With the addition of encrypted multipoint calls and secure web services signaling between TelePresence devices; CTS Version 1.5 provides a complete enterprise solution for providing secure communications and signaling for TelePresence meetings. Therefore, it is recommended to use SRTP/TLS instead of IPSec where possible within Cisco TelePresence enterprise deployments in order to provide secure communications and signaling for both point-to-point and multipoint TelePresence meetings.

Summary

This document presents the robust authentication and encryption framework used to secure the audio/video media, call signaling, and web services signaling of the Cisco TelePresence solution. The framework consists of the use of Transport Layer Security (TLS) in order to provide authentication and encryption of SIP signaling between the CUCM and CTS endpoints;, as well as authentication and encryption of the XML signaling between the CUCM, CTMS, CTS Manager and CTS endpoints. Audio and video media can be encrypted through the use of SRTP and SRTCP, which provides little packet expansion, resulting in minimal increase in bandwidth utilization when secure Telepresence meetings are required.
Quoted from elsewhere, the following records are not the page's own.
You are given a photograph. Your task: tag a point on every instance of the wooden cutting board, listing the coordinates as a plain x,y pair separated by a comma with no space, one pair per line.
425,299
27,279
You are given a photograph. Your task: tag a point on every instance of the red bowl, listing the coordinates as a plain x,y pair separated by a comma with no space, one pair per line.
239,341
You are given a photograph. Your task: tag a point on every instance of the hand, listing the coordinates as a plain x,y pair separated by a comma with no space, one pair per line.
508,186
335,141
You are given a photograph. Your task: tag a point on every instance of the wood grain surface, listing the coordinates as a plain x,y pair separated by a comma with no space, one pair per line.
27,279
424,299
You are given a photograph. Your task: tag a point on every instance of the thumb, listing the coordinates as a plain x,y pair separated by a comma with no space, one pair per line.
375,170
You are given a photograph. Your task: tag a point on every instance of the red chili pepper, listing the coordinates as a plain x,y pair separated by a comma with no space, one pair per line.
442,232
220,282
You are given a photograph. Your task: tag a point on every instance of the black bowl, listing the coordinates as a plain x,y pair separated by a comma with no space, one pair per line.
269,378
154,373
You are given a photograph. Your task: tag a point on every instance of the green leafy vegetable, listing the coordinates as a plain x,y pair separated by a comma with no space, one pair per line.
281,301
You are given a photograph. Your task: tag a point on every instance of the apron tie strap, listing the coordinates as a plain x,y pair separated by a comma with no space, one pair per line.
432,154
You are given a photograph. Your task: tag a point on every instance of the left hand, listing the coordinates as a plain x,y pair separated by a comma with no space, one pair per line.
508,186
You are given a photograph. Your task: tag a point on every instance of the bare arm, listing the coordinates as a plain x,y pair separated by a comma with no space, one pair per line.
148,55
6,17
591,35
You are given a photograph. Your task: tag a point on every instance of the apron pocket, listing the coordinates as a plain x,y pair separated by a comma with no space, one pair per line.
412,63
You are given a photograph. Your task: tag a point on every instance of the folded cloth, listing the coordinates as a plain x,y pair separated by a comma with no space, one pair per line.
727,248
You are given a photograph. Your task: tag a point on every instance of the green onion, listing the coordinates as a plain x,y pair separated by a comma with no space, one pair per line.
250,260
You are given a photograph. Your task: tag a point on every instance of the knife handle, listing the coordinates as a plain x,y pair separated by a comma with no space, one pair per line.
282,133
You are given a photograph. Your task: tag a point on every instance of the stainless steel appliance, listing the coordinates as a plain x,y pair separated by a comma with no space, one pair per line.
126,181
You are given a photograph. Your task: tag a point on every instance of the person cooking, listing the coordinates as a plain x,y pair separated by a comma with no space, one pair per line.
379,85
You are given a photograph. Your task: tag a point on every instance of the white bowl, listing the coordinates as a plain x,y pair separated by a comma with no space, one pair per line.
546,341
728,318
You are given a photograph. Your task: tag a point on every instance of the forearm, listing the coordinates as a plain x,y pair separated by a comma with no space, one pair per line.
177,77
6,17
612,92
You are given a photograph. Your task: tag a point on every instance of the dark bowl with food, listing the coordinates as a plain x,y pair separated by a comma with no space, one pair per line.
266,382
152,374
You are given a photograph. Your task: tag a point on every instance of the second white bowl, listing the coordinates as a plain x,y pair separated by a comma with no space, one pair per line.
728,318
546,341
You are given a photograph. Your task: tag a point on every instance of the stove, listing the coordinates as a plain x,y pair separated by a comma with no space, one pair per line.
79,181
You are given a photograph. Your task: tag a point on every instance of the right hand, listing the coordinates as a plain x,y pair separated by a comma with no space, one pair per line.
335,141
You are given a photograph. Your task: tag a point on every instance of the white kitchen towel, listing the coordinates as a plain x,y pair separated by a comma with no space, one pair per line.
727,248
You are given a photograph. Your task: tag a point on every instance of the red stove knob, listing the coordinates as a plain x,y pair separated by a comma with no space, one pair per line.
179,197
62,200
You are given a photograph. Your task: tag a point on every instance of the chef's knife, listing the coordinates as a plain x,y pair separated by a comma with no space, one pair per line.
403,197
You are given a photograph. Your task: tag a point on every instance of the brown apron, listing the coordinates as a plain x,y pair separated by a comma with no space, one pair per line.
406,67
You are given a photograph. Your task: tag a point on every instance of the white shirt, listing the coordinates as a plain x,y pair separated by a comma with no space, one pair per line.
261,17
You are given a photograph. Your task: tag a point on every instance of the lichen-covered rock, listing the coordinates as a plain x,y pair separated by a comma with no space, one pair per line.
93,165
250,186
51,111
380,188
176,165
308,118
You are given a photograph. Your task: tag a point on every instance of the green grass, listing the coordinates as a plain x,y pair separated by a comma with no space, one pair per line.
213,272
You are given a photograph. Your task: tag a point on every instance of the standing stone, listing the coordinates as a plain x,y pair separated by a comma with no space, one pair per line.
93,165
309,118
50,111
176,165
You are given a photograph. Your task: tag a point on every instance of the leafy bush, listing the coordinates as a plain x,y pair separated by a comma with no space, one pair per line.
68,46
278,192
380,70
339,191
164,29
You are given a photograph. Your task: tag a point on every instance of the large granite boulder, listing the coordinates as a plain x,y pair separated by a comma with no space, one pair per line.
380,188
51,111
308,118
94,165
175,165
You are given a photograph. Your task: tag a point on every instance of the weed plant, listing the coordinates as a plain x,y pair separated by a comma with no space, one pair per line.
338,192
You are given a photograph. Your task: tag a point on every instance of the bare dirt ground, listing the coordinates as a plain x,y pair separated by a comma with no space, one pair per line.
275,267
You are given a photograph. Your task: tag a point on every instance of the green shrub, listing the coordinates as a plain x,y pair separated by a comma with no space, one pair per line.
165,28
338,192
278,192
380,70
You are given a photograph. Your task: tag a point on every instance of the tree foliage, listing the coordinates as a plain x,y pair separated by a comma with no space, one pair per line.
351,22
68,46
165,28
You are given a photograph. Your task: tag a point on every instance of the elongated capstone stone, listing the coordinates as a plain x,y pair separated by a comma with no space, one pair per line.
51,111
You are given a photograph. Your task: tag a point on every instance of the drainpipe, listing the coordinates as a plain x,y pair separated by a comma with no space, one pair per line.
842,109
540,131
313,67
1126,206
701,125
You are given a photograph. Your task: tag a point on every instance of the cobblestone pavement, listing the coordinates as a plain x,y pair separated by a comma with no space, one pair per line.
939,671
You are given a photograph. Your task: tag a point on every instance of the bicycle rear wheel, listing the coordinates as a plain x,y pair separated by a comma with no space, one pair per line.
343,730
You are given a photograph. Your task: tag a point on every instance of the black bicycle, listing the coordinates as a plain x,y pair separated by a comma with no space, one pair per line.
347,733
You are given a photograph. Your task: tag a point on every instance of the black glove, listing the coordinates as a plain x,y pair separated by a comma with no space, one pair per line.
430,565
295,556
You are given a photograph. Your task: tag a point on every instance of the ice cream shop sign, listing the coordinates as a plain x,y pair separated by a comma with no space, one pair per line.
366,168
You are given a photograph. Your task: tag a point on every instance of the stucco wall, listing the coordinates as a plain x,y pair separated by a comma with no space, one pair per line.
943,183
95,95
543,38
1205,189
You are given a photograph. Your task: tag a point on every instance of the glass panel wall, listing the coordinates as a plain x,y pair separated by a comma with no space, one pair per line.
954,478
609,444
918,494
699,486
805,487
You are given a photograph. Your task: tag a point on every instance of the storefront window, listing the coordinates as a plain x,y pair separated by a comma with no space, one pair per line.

As of CTS Version 1.5, the use of SRTP/TLS to secure TelePresence meetings applies to both point-to-point and multipoint meetings; and is the recommended approach to providing secure communications and signaling for Cisco TelePresence deployments.

Glossary

CTMS—The Cisco TelePresence Multipoint Switch (CTMS) provides multipoint meeting services for Cisco TelePresence deployments.

CTS Unit—Any Cisco TelePresence System device, including the CTS-3500, CTS-3000, CTS-1300, or CTS-500.

CTS-MAN—The Cisco TelePresence System Manager (CTS-MAN) provides management and meeting scheduling services for Cisco TelePresence deployments.

CUCM—The Cisco Unified Communications Manager (CUCM) provides SIP call signaling services for Cisco TelePresence deployments.

TelePresence Endpoint—Generic term for any Cisco TelePresence device, including CTS Units the CTMS or the CTS-MAN.

Reference Documents

Cisco Unified Communications Manager Security Guide, Release 7.1(2)

http://www.cisco.com/en/US/partner/docs/voice_ip_comm/cucm/security/7_1_2/secugd/sec712-cm.html

Cisco TelePresence Network Systems 2.0 Design Guide

http://www.cisco.com/en/US/docs/solutions/Enterprise/Video/TP-Book.html

Cisco TelePresence Security Solutions

http://www.cisco.com/en/US/docs/telepresence/security_solutions/CTSS.pdf

Cisco TelePresence Fundamentals

Tim Szigeti, Kevin McMenamy, Roland Saville, and Alan Glowacki

Indianapolis, IN: Cisco Press, 2009.